You’ll find quite a few people that will tell you that the Marantz Model Nineteen is one of the best receivers ever made. It would be hard to argue with them given that each receiver was hand built and calibrated by Marantz technicians hence the “Custom Calibrated” badge on the front panel. It’s said that even the WC-9 wood cases were hand rubbed. It was introduced in 1970 and retailed for about $1000.00 which was bumped up to $1200.00 about a year later. Marantz knew that price was not in the budget of most receiver buyers at the time and basically said so in their advertising. One ad stated, “It is strictly for music lovers whose demand for sound fidelity is beyond the pale of the average listener”.
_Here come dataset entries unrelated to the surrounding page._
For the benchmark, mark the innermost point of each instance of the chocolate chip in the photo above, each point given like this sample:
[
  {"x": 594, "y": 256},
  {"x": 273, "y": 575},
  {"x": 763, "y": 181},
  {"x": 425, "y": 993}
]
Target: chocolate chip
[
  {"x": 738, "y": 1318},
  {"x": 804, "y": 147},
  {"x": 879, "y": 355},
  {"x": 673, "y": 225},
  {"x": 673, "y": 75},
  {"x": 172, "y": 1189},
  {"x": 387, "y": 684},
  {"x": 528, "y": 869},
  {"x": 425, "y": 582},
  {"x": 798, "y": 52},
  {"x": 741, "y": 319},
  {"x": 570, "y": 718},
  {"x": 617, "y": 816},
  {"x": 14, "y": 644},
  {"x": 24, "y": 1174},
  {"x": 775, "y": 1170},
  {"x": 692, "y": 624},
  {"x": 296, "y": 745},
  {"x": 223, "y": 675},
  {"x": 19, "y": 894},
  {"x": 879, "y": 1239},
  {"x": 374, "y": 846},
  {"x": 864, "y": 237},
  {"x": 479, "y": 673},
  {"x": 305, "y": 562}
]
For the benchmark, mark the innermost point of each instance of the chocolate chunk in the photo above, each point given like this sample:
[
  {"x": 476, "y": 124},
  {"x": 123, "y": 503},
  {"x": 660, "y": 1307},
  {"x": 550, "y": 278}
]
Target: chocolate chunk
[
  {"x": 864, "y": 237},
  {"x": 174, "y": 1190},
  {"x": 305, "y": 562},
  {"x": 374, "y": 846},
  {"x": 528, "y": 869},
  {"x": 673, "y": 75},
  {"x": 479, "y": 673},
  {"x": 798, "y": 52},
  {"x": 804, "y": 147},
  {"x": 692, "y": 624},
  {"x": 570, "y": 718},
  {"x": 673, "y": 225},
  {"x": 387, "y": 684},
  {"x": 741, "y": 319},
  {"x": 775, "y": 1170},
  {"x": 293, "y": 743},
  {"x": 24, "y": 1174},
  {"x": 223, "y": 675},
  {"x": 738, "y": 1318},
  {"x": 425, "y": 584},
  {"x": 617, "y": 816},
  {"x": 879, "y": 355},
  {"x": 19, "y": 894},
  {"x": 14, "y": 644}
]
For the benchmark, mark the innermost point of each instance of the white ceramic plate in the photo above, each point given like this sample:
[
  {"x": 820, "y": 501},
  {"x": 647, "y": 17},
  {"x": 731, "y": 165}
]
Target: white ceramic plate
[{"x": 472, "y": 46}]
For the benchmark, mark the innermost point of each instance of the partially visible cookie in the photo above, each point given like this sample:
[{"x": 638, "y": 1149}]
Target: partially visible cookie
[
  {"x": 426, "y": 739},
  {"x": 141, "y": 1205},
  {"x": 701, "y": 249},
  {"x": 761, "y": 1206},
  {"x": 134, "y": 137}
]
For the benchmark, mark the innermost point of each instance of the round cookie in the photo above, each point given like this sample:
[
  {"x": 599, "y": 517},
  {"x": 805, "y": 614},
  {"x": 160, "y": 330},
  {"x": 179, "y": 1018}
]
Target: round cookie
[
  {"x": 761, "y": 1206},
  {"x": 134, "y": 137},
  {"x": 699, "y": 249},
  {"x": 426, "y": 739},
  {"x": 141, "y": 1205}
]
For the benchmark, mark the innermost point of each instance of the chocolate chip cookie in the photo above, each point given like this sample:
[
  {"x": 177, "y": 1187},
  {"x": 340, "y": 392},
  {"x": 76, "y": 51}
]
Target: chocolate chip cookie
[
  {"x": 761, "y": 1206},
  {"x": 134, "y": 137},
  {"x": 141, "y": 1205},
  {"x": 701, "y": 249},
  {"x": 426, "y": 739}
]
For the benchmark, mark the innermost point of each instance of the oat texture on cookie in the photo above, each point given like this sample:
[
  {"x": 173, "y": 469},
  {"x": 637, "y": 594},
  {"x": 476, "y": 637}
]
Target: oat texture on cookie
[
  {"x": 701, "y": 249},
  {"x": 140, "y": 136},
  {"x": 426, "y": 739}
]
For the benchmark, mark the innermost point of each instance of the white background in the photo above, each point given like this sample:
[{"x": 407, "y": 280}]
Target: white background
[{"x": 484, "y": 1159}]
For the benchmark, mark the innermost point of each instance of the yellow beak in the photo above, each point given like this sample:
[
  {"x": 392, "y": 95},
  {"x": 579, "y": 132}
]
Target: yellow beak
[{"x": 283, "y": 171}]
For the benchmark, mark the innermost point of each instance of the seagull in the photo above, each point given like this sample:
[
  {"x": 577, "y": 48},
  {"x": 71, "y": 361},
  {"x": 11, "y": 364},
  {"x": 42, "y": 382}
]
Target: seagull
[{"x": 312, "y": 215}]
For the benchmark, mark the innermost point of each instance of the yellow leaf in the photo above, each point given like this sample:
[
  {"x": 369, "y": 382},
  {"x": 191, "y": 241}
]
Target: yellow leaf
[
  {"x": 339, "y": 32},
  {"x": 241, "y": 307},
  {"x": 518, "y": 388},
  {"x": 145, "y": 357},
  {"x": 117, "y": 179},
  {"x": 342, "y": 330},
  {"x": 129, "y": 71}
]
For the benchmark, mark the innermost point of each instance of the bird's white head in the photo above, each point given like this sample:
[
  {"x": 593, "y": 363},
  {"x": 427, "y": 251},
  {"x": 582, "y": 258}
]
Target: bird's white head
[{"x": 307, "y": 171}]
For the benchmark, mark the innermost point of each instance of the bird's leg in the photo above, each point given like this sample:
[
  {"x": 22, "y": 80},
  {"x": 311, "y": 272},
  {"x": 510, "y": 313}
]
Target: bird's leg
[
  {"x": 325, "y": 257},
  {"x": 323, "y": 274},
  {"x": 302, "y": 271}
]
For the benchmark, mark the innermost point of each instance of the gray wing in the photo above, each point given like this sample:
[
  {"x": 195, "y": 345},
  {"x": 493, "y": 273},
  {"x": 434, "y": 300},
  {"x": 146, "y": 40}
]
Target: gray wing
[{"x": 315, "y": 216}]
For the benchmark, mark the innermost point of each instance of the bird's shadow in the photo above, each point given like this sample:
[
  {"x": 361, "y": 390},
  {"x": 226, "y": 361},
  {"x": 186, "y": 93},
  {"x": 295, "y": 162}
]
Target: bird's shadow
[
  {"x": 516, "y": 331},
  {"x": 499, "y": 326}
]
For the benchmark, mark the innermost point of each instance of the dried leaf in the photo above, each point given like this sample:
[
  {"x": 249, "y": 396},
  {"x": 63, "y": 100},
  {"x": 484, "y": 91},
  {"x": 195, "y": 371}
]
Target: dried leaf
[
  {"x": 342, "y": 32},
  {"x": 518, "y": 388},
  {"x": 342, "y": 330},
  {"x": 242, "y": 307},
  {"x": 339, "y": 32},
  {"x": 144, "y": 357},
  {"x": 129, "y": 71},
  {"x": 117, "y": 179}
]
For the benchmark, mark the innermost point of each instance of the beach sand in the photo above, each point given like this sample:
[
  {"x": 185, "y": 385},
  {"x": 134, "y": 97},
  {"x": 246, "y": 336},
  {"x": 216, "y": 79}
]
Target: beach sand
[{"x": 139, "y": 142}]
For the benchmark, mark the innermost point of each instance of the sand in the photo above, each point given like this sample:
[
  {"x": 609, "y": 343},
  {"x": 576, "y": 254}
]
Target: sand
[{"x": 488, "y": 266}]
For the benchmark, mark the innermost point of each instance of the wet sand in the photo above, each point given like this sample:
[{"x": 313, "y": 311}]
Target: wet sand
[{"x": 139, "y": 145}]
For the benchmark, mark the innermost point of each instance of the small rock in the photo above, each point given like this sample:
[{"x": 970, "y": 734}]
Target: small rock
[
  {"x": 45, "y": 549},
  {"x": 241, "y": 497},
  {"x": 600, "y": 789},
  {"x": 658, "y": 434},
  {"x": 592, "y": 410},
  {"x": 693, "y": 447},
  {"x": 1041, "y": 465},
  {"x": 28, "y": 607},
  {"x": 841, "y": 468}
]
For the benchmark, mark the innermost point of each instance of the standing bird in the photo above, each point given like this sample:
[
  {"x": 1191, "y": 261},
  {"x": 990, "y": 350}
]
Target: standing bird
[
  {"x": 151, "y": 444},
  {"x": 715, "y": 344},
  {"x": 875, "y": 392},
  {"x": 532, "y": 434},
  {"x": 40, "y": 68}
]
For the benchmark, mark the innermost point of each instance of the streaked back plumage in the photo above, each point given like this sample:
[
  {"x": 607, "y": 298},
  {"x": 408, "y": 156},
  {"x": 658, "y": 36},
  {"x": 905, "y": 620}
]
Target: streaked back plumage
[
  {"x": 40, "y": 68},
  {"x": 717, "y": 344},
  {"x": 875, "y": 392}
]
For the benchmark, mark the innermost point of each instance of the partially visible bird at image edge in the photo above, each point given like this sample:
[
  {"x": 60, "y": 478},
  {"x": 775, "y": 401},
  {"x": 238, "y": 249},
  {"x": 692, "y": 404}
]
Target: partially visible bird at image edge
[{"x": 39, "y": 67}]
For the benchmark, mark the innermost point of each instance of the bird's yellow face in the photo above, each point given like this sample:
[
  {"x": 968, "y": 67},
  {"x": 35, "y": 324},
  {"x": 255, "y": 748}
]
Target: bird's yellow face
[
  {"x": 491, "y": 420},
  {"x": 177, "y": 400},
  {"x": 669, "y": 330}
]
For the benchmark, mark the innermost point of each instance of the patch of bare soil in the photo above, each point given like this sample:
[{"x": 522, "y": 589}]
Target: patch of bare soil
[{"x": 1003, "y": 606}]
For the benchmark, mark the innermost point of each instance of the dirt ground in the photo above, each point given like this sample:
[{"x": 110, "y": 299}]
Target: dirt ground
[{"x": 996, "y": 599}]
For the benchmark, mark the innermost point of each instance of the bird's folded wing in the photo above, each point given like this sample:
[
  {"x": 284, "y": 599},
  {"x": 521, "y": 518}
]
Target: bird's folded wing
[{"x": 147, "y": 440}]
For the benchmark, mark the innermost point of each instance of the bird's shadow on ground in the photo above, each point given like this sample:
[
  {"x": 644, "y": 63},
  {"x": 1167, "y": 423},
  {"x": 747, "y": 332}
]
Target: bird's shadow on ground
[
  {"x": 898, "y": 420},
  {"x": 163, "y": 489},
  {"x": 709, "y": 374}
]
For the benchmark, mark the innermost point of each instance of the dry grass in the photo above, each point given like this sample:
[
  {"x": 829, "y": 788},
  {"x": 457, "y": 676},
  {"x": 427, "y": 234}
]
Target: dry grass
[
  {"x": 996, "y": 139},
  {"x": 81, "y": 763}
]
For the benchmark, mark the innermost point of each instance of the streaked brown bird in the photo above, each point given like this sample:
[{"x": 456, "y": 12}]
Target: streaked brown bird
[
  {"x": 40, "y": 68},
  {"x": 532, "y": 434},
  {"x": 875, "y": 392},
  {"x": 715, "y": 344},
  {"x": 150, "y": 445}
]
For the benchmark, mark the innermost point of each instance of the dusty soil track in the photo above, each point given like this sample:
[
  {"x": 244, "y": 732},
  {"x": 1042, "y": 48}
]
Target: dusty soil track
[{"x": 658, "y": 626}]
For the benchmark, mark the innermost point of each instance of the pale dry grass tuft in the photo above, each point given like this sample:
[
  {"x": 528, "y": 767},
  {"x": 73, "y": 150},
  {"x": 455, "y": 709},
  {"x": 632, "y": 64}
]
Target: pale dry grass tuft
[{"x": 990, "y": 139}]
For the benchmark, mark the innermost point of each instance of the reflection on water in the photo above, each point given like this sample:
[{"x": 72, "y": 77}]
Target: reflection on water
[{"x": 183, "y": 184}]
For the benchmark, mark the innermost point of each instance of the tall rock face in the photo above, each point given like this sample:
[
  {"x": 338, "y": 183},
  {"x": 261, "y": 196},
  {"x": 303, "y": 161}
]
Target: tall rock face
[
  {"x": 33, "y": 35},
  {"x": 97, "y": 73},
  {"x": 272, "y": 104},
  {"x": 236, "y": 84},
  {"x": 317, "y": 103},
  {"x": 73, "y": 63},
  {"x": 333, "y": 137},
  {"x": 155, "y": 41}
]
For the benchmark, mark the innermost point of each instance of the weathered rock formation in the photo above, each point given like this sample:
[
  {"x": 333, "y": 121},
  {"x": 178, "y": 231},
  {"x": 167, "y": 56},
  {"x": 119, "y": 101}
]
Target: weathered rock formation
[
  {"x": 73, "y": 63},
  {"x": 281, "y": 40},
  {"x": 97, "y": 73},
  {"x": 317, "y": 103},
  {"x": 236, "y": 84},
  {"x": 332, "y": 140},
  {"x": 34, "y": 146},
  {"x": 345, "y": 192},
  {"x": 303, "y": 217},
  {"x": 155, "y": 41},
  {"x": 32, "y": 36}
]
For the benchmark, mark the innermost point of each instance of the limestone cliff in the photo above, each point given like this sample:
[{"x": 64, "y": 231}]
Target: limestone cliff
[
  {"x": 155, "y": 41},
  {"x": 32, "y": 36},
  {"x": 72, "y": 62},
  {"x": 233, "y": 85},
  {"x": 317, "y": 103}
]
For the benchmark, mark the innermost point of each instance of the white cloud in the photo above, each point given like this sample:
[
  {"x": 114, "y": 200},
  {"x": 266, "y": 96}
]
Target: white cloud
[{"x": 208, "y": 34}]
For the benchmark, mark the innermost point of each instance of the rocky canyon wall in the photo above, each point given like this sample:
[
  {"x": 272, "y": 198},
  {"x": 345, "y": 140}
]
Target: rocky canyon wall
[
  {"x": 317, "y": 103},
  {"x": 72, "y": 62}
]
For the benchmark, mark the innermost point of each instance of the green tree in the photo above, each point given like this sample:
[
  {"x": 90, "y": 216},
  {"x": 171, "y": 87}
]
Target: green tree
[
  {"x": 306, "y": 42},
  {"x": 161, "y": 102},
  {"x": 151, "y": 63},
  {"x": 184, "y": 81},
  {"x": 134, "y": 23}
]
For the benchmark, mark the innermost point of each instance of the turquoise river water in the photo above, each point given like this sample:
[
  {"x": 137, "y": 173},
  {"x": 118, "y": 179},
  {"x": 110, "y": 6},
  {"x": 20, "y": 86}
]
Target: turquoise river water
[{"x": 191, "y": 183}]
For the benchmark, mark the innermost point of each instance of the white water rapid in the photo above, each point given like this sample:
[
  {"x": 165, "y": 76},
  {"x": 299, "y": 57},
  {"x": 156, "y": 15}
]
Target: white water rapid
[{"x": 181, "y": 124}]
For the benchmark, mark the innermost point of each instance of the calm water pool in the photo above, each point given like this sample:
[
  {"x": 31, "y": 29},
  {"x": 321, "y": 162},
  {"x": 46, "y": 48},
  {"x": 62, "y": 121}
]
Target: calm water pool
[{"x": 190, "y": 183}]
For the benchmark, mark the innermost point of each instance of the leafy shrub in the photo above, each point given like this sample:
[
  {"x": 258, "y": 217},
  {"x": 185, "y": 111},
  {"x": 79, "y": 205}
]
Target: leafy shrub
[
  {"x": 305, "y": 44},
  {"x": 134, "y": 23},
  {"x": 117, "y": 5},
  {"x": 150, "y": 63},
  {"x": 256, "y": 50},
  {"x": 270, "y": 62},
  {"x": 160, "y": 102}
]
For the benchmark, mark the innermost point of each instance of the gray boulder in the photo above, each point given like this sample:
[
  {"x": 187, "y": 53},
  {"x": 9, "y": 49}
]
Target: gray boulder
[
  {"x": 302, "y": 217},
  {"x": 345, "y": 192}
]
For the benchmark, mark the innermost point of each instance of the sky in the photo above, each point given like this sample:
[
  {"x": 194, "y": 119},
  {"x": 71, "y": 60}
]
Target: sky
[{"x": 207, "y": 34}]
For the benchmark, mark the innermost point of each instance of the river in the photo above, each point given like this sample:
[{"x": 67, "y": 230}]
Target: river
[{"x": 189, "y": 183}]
The Model Nineteen has some of the classic Marantz styling features including the gyro-touch tuning wheel and blue tuning dial face that became a mainstay of later Marantz receivers. Some of the receivers also have a champagne colored faceplate.
The Model 19 puts out 50 watts per channel and has a very good FM tuning section and pre-amp. As you can see below it also features a built in oscilloscope that acts as a tuning meter for precision station tuning.
I believe both the Model Eighteen and Model Nineteen were made by Marantz after their sale to Superscope but they were also both designed by Saul Marantz and Sid Smith. Its solid state design incorporated a number of advancements. The tuning circuit is very similar to the Marantz 20B and it has a full complementary output stage which was ahead of its time.
The Model Nineteen is not a huge receiver at 18¼” x 6″ x 16″ but still weighs in at a hefty 46 pounds! I think the WC-9 wood case was only used on the Model Nineteen though it’s possible it was used on the Model Eighteen as well. The case shown below is possibly an aftermarket case as there were a couple companies that made wood cases for Marantz gear in the early 70’s.
The brochure below shows how Marantz was targeting the upper end of audio buyers. They had no problem stating that the receiver was expensive, was expensive for a reason, and, unless you have no problem paying for perfection, then you probably should look at one of their other receivers.
As one of the classic Marantz receivers the Model Nineteen commands a high price. Higher then most any other 50 watt per channel receiver. Given its quality build and exceptional performance it’s probably not over priced. Long term I can’t see prices going down either. I recently saw one in excellent condition with its original wood cabinet sell for $1350.00. Generally, without the case they sell for $600 to $800 in good working condition.